Quite simply that music always reminded him of his mother. It had been her favourite piece, too. Her albums were just some of the many personal things she had left behind when she had walked out that day, what seemed a lifetime ago, never to return.

He’d been five years old and nursing homesickness so acute he’d thought he’d die from the ache inside him. Because that was how it had felt when she had left. As if she’d ripped out his heart and taken it with her, or as if someone had robbed him of his home. He remembered standing at the window, day after day, with Mitch constantly playing and replaying that music, waiting for her to turn the corner of the street as if she had just been to the shops, waiting for her familiar smile, her wave—waiting for her to come home.

But Rayne had asked him what it made him think about and he had to give her an answer.

‘Things I couldn’t have,’ he replied heavily, but honestly now.

The rawness in his voice had Rayne searching his face for any clue to his emotions as he leaned back against the cushions, staring out of the oblong window at the sun-streaked water. He looked so distant and so bleak that she wanted to stretch out a hand and touch his cheek, ease the loneliness
she sensed lay hidden inside him, buried in a place too deep for her to reach.

‘What sort of things?’ she whispered, wise enough to realise that he wasn’t talking about anything that money or influence or power could buy.

He smiled then, giving her his full attention, shrugging off what she knew was a moment of regretted weakness.

‘Never you mind,’ he dismissed lightly. ‘So what about you?’ he prompted from behind that impervious shell of his, although the teasing crept back into his voice as he continued, ‘What did you dream about when you drove your family and friends—and probably the whole neighbourhood,’ he said with a grimace, ‘mad with Dvorák’s New World Symphony?’

You.

She couldn’t say it as she met those steel-blue eyes. Couldn’t tell him that she used to imagine him sweeping her up in his arms one day when she had pretended to lose her way and wandered deliberately into his office. Imagined him carrying her off to a luxurious bed somewhere where he would slowly undress her, kissing and stroking each area of sensitive flesh he had uncovered. And all the time this music would be playing, its swelling crescendo the moment he made her his, with his deep voice whispering between kisses the one thing she craved to hear him say.

I love you.

From her wild imaginings, those three words suddenly took on a startlingly new meaning, coming as they did from the depth of her own feelings and shocking her with their intensity.

I love him,
she thought,
which is why I never stopped hurting when I believed how much he had hurt Dad. I’ve always loved him! I love him now! And I always will!

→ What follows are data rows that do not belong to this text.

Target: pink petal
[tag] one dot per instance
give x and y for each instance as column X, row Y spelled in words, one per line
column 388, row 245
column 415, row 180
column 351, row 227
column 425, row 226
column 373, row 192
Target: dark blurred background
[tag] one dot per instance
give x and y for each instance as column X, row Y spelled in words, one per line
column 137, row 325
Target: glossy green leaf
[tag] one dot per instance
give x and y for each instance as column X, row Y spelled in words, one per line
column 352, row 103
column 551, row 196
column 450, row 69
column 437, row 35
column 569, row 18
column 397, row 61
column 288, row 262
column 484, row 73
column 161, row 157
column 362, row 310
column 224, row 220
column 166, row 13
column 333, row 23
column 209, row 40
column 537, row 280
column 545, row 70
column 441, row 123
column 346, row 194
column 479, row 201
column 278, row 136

The feeling swelled and grew, the realisation of how little she knew about him, not to mention for how short a time, not mattering one iota. She’d been made for him and she had
known it from the second she had first laid eyes on him all those years ago.

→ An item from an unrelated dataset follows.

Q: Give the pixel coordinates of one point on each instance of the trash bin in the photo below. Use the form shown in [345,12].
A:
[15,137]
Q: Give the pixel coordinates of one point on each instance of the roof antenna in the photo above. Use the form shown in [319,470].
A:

The knowledge held her rigid, every second that she stayed conveying to him how hopelessly ensnared she was, but she couldn’t move or tear her gaze from the mesmerising depths of his.

She knew what a temptation she must look with the shirt he’d lent her hanging open and revealing her scanty underwear. And she knew he obviously thought so too when his mouth compressed with some inner satisfaction as he allowed himself a visual journey of her rapidly rising breasts to the dark triangle of satin at the juncture of her thighs, his eyes flickering with masculine appreciation beneath the dark sweep of his lashes.